Tienduizenden jaren geleden zochten mensen beschutting tegen de elementen in een grot in de buurt van de bocht in de Afrikaanse westkust. Ze maakten stenen gereedschap, aten de prooien die ze vingen of verzamelden planten, en begroeven hun doden. Sommige spraken mogelijk ook al de eerste woorden van de Bantoetalen die nu nog door honderden miljoenen bewoners van het continent worden gesproken.
Toch bleven er lang raadsels bestaan rond de precieze identiteit van de eerste bewoners van de archeologische vindplaats Shum Laka. Doordat ze werden begraven in een zure bodem in een warm en vochtig klimaat, zijn hun stoffelijke resten grotendeels vergaan en verpulverd. Lang werd gedacht dat hun DNA verloren was gegaan.
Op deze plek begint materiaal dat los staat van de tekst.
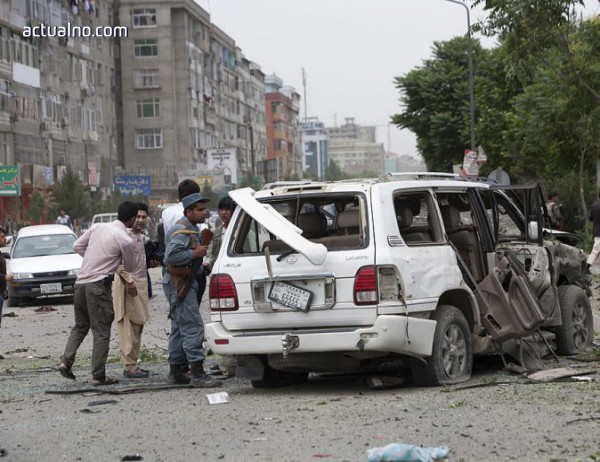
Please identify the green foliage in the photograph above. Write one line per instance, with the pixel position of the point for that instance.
(70, 196)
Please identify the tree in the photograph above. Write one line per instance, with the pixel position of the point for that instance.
(436, 101)
(70, 196)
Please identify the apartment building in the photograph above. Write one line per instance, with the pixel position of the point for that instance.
(155, 98)
(284, 151)
(57, 93)
(315, 148)
(187, 89)
(354, 148)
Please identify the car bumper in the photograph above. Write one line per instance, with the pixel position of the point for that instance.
(390, 333)
(33, 288)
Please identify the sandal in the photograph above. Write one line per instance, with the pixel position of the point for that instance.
(136, 374)
(105, 381)
(66, 371)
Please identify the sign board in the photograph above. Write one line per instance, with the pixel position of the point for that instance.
(222, 166)
(135, 185)
(10, 183)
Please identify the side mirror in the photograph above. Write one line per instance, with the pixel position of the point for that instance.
(533, 231)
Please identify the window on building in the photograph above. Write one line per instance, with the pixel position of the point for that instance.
(90, 122)
(145, 47)
(4, 44)
(146, 78)
(148, 107)
(148, 138)
(143, 17)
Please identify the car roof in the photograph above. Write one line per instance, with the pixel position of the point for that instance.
(41, 230)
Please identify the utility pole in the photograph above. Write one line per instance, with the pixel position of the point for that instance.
(305, 100)
(471, 78)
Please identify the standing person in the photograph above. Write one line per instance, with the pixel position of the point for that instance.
(226, 207)
(103, 247)
(9, 226)
(3, 291)
(595, 219)
(171, 214)
(64, 219)
(556, 218)
(183, 257)
(131, 301)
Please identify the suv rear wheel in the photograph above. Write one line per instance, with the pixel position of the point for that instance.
(575, 334)
(451, 360)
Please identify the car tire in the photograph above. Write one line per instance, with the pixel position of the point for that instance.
(451, 360)
(576, 332)
(273, 378)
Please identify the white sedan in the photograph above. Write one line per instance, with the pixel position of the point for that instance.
(42, 263)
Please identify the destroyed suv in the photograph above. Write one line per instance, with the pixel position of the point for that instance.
(343, 276)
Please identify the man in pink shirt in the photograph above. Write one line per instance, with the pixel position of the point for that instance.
(103, 248)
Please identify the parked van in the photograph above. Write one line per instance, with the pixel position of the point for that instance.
(337, 276)
(104, 218)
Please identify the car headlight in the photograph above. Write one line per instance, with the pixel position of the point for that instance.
(22, 276)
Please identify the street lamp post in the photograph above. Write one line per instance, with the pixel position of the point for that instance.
(471, 80)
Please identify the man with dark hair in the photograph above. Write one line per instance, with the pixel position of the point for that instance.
(226, 206)
(595, 219)
(131, 301)
(180, 286)
(171, 214)
(556, 218)
(103, 247)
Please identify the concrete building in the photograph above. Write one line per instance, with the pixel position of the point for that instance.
(315, 148)
(284, 153)
(187, 89)
(355, 150)
(58, 93)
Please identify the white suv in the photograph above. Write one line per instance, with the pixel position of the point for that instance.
(335, 276)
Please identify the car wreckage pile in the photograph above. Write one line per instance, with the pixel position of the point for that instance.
(342, 276)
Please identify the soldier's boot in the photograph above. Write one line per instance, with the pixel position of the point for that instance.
(177, 376)
(199, 377)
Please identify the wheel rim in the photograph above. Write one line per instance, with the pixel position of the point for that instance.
(579, 331)
(454, 351)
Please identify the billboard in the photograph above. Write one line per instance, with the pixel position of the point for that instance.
(222, 166)
(135, 185)
(10, 184)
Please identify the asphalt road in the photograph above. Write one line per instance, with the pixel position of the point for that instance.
(496, 416)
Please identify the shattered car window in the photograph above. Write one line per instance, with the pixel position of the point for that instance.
(332, 220)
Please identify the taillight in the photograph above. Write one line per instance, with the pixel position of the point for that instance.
(222, 293)
(365, 286)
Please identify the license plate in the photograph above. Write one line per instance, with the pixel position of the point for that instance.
(290, 296)
(54, 288)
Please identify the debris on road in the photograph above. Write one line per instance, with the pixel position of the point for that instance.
(400, 452)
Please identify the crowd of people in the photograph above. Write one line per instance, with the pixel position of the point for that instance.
(114, 283)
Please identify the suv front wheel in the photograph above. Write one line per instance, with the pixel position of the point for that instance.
(576, 332)
(451, 360)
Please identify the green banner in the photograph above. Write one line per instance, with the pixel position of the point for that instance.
(10, 180)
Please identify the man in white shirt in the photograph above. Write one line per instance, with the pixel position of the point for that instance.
(103, 247)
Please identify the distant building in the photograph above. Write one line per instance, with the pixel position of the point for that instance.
(284, 154)
(315, 147)
(354, 148)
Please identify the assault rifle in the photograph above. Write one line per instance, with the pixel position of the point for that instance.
(186, 285)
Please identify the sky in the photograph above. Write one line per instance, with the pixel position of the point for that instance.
(350, 51)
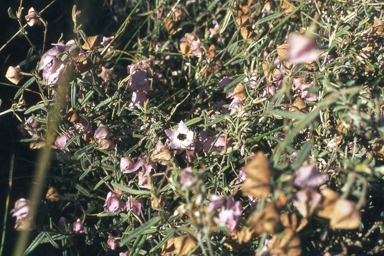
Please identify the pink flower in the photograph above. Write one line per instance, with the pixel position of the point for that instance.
(136, 205)
(137, 98)
(77, 227)
(139, 81)
(113, 203)
(61, 141)
(308, 199)
(308, 177)
(241, 177)
(21, 209)
(106, 74)
(182, 138)
(102, 132)
(301, 49)
(112, 243)
(230, 215)
(214, 30)
(53, 73)
(33, 17)
(63, 224)
(185, 175)
(299, 85)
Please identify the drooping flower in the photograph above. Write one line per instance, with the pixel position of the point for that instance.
(185, 175)
(77, 227)
(14, 74)
(138, 98)
(112, 242)
(135, 204)
(230, 215)
(182, 138)
(113, 203)
(33, 17)
(301, 49)
(21, 209)
(308, 177)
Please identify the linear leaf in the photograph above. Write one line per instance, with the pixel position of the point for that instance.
(131, 190)
(140, 230)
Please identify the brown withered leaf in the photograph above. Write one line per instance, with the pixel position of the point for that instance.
(247, 32)
(293, 221)
(83, 64)
(299, 105)
(286, 243)
(243, 235)
(345, 215)
(267, 220)
(161, 154)
(327, 204)
(51, 194)
(158, 202)
(240, 92)
(91, 43)
(258, 177)
(180, 245)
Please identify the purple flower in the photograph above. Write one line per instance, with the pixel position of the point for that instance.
(182, 138)
(230, 215)
(21, 209)
(113, 203)
(61, 141)
(137, 98)
(77, 227)
(308, 177)
(185, 175)
(102, 132)
(136, 205)
(112, 242)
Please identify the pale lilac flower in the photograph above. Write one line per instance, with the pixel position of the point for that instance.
(308, 177)
(182, 138)
(241, 177)
(33, 17)
(21, 209)
(106, 74)
(230, 215)
(216, 203)
(126, 165)
(301, 49)
(112, 242)
(308, 200)
(214, 30)
(137, 98)
(185, 175)
(135, 205)
(77, 227)
(113, 203)
(61, 141)
(53, 73)
(139, 81)
(102, 132)
(63, 224)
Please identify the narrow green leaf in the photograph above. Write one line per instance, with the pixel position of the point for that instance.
(140, 230)
(159, 245)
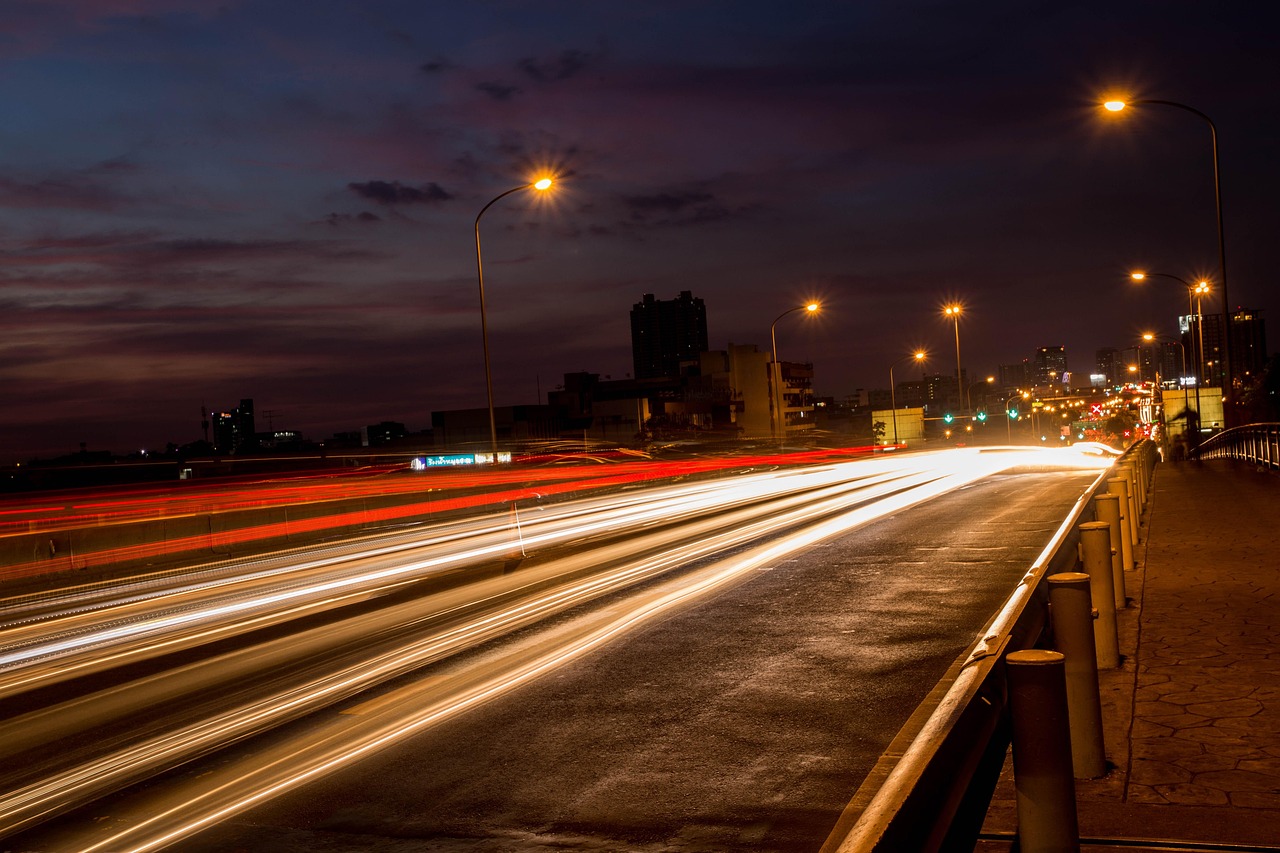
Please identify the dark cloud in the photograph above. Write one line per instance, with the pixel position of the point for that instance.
(72, 192)
(127, 250)
(567, 64)
(498, 91)
(668, 203)
(680, 208)
(364, 217)
(393, 192)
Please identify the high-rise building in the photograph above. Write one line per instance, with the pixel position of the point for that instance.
(1014, 377)
(1109, 364)
(1203, 342)
(666, 333)
(234, 429)
(1048, 366)
(1248, 343)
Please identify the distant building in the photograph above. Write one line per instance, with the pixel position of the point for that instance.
(1015, 377)
(1109, 363)
(384, 433)
(664, 333)
(234, 429)
(1248, 343)
(1048, 366)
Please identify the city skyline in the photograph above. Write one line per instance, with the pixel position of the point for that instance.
(277, 200)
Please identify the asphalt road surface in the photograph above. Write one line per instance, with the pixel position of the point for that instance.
(743, 719)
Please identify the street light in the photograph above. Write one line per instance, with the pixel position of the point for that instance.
(1150, 337)
(954, 313)
(775, 373)
(1198, 290)
(892, 397)
(1229, 386)
(540, 185)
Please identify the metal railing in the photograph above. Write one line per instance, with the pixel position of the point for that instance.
(933, 785)
(1258, 443)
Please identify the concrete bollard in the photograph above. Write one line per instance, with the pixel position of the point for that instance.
(1096, 556)
(1139, 474)
(1134, 506)
(1119, 487)
(1073, 635)
(1107, 509)
(1043, 783)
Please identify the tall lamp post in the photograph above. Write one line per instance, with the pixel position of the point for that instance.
(1151, 337)
(1229, 386)
(775, 372)
(1009, 414)
(954, 313)
(892, 396)
(540, 185)
(1197, 290)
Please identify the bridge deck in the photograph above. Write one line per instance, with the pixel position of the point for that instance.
(1192, 719)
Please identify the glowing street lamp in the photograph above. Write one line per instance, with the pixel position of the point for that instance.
(1198, 290)
(1151, 337)
(954, 313)
(1009, 414)
(918, 357)
(776, 373)
(1228, 384)
(542, 185)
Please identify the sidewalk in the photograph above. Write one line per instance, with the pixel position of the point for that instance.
(1192, 717)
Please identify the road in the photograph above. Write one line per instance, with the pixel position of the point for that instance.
(702, 667)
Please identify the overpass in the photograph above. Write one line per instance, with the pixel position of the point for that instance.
(940, 735)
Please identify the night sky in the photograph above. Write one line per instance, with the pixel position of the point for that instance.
(205, 201)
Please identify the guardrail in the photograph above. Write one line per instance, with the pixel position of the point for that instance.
(1256, 443)
(932, 787)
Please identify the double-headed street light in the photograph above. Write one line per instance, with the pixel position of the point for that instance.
(954, 313)
(776, 373)
(1009, 414)
(540, 185)
(1198, 290)
(892, 397)
(1228, 384)
(1151, 337)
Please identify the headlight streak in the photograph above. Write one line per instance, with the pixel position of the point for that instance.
(232, 790)
(708, 534)
(144, 633)
(35, 802)
(895, 491)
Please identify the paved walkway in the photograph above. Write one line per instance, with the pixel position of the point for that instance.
(1192, 717)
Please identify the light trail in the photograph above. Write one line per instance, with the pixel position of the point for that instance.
(813, 506)
(144, 629)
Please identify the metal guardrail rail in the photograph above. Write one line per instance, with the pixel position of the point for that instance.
(1256, 443)
(932, 787)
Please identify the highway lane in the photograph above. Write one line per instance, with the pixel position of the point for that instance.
(81, 633)
(327, 746)
(298, 673)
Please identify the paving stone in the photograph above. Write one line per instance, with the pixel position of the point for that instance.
(1159, 772)
(1192, 794)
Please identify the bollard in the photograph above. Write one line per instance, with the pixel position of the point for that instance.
(1119, 487)
(1042, 752)
(1125, 471)
(1073, 635)
(1107, 509)
(1096, 556)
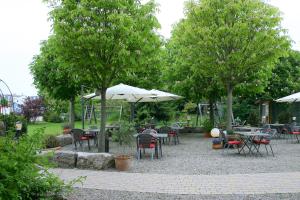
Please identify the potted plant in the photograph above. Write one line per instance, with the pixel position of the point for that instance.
(217, 143)
(66, 128)
(125, 137)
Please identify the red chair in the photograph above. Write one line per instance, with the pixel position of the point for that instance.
(146, 141)
(79, 136)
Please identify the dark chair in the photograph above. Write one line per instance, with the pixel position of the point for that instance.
(236, 143)
(258, 141)
(93, 134)
(149, 131)
(146, 141)
(79, 136)
(292, 131)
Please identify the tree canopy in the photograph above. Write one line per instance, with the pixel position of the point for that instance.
(52, 77)
(235, 41)
(103, 39)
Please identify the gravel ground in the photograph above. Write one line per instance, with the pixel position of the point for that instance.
(194, 155)
(91, 194)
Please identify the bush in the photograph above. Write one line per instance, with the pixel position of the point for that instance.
(51, 141)
(24, 174)
(52, 117)
(207, 125)
(10, 122)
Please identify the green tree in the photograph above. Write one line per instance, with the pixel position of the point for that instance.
(102, 39)
(51, 76)
(185, 76)
(285, 77)
(236, 40)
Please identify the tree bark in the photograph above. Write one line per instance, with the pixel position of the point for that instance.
(101, 138)
(229, 106)
(211, 112)
(72, 112)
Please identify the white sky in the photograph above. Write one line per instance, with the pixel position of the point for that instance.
(24, 25)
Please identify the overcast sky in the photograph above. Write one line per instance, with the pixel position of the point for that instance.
(24, 25)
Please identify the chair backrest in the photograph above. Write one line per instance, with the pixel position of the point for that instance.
(164, 129)
(223, 137)
(93, 127)
(145, 139)
(77, 133)
(149, 131)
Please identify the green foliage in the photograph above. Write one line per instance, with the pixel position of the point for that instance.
(285, 77)
(101, 40)
(158, 111)
(242, 107)
(52, 117)
(24, 174)
(284, 117)
(233, 43)
(3, 102)
(253, 118)
(189, 107)
(10, 122)
(51, 141)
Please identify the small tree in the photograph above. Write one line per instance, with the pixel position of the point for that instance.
(237, 41)
(32, 108)
(103, 39)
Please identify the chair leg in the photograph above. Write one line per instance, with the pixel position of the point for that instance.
(267, 149)
(271, 149)
(152, 153)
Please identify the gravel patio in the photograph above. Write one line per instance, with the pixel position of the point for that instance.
(194, 155)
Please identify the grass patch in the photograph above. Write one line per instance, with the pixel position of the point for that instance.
(50, 128)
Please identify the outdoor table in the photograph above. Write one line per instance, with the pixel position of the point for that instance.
(159, 136)
(247, 140)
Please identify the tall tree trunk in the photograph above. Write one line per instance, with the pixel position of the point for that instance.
(211, 112)
(101, 138)
(229, 107)
(72, 112)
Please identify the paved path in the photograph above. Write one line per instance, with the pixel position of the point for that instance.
(264, 183)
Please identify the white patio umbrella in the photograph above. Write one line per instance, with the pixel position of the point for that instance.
(158, 97)
(290, 99)
(122, 91)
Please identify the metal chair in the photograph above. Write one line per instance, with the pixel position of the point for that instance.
(264, 141)
(146, 141)
(79, 136)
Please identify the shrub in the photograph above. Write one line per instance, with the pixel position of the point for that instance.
(51, 141)
(24, 174)
(52, 117)
(207, 125)
(10, 122)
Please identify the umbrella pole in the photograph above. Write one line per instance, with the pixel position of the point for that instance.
(132, 108)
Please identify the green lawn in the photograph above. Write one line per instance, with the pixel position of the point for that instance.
(50, 128)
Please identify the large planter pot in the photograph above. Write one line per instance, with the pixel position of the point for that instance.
(122, 162)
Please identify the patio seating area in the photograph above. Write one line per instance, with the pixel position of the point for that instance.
(194, 155)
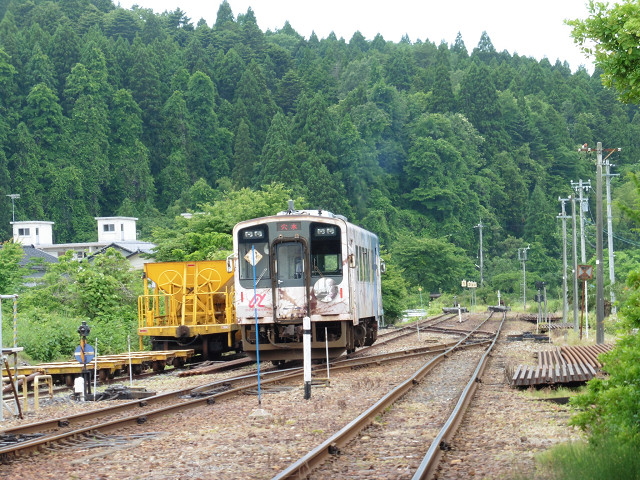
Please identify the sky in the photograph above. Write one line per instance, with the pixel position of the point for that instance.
(529, 28)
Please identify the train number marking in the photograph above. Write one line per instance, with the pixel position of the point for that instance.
(260, 299)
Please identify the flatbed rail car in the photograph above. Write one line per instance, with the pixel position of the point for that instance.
(305, 263)
(189, 305)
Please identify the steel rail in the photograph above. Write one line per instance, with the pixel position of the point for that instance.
(411, 330)
(303, 467)
(430, 461)
(277, 376)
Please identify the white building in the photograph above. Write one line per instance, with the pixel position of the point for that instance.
(116, 229)
(117, 232)
(34, 233)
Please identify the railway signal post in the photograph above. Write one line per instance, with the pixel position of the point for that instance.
(306, 345)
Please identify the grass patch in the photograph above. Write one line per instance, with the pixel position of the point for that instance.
(609, 460)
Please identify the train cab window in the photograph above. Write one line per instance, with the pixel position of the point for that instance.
(290, 263)
(326, 250)
(249, 238)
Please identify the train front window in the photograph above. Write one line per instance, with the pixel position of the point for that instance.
(290, 265)
(326, 250)
(249, 238)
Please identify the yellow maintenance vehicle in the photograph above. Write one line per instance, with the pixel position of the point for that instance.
(189, 305)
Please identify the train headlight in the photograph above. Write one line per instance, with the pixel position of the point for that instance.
(325, 289)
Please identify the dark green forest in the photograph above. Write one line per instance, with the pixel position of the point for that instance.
(106, 111)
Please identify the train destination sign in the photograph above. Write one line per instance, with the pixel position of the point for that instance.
(289, 226)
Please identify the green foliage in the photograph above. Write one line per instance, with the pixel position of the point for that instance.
(109, 111)
(394, 291)
(615, 31)
(609, 408)
(103, 293)
(594, 462)
(207, 235)
(432, 263)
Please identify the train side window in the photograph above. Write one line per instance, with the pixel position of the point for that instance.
(326, 250)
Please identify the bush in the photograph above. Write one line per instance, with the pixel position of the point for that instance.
(47, 337)
(610, 459)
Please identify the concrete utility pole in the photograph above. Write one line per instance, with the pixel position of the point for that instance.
(563, 216)
(599, 259)
(479, 227)
(599, 247)
(576, 298)
(612, 276)
(522, 256)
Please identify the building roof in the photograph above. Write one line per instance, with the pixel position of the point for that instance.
(30, 253)
(127, 248)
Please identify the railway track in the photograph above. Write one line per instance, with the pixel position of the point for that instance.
(342, 456)
(27, 438)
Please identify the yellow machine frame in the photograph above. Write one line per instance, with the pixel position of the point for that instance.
(186, 299)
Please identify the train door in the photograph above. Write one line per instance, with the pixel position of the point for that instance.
(291, 289)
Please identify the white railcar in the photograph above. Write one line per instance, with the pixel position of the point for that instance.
(306, 263)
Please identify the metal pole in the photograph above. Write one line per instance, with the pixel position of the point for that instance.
(130, 369)
(612, 277)
(255, 310)
(326, 346)
(15, 322)
(306, 345)
(479, 227)
(582, 187)
(575, 265)
(1, 362)
(546, 315)
(563, 216)
(599, 252)
(95, 373)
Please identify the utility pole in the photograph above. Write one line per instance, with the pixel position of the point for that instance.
(563, 216)
(479, 227)
(522, 256)
(581, 187)
(612, 276)
(576, 326)
(599, 246)
(599, 258)
(13, 197)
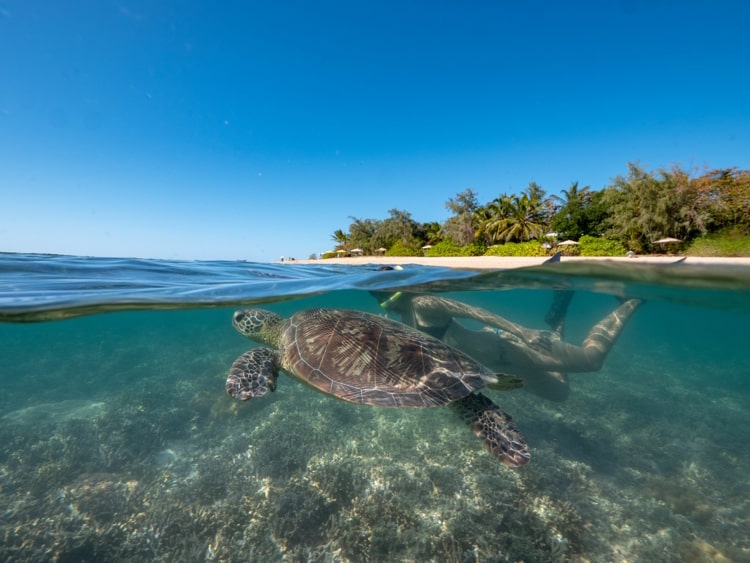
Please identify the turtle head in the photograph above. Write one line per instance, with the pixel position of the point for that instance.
(253, 374)
(259, 325)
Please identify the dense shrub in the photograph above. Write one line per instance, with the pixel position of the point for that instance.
(447, 247)
(593, 246)
(401, 249)
(530, 248)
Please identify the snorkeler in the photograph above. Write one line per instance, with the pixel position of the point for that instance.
(540, 357)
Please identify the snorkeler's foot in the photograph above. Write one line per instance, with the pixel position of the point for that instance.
(500, 434)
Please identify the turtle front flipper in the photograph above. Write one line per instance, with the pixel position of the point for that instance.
(253, 374)
(500, 434)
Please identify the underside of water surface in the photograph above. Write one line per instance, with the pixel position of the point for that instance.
(118, 442)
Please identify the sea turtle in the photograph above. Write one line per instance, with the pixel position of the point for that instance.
(364, 358)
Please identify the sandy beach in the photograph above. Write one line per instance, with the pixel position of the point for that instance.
(504, 262)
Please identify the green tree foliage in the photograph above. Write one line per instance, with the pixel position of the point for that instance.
(573, 218)
(513, 218)
(593, 246)
(725, 194)
(633, 212)
(362, 234)
(528, 248)
(340, 238)
(461, 226)
(400, 248)
(645, 208)
(449, 247)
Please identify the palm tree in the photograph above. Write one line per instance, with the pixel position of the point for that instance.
(571, 219)
(340, 238)
(514, 218)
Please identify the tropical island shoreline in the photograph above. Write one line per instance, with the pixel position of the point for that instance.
(511, 262)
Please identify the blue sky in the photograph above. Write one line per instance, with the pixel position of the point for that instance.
(250, 130)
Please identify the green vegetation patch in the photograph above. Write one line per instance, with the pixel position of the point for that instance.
(529, 248)
(594, 246)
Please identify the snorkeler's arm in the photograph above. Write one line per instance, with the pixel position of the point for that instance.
(436, 310)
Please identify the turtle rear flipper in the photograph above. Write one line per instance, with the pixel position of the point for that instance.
(500, 434)
(505, 382)
(253, 374)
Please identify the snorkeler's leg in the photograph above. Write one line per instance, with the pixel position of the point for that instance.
(558, 310)
(603, 334)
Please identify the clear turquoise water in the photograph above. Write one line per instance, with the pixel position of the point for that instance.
(118, 441)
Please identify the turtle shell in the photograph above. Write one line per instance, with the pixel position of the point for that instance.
(365, 358)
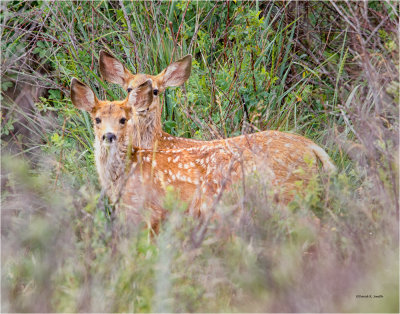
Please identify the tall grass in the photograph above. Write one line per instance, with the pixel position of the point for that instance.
(326, 70)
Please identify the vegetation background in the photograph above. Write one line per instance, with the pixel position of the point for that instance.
(327, 70)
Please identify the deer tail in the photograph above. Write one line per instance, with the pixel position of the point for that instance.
(321, 154)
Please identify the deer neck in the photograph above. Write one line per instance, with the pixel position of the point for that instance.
(110, 164)
(146, 131)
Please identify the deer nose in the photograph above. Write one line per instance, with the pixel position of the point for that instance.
(109, 137)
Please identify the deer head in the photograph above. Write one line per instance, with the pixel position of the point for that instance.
(112, 70)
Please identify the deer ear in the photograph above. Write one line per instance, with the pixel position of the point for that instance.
(82, 96)
(112, 70)
(176, 73)
(142, 96)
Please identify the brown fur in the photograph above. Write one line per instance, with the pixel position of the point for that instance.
(135, 172)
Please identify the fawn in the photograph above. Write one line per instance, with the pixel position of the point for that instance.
(135, 172)
(282, 145)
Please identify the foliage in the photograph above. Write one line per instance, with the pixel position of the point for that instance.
(326, 70)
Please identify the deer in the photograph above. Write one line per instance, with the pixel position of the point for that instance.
(176, 74)
(135, 172)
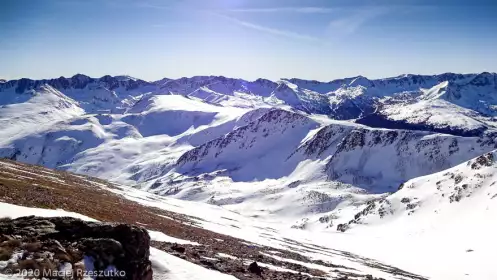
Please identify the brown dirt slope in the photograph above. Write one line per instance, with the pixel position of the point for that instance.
(35, 186)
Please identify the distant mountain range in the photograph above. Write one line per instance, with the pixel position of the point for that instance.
(305, 148)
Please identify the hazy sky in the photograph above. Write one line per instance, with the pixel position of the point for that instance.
(312, 39)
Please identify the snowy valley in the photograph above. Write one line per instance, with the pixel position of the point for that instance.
(400, 170)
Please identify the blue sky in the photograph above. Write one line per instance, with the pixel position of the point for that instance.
(312, 39)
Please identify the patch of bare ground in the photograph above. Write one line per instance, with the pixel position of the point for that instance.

Tot nu.
Onderzoekers maakten bekend dat ze voor het eerst genenmateriaal afkomstig van deze vindplaats hebben weten te ontleden met de analyse van de eerste volledige genomen uit West-Afrika, zo schreven ze in een artikel dat onlangs werd gepubliceerd in het vakblad Nature. De resultaten bieden nieuwe aanknopingspunten voor de complexe ontwikkeling die mensachtigen hebben doorgemaakt, maar ze leveren uiteindelijk meer vragen op dan antwoorden.
“Mijn mond viel open toen ik de e-mail van het lab kreeg waarin stond dat de resultaten van heel goede kwaliteit waren. Ik kon niet geloven hoe goed het materiaal bewaard was gebleven,” vertelt een van de auteurs, Mary Prendergast, antropoloog bij de Saint Louis University in Madrid.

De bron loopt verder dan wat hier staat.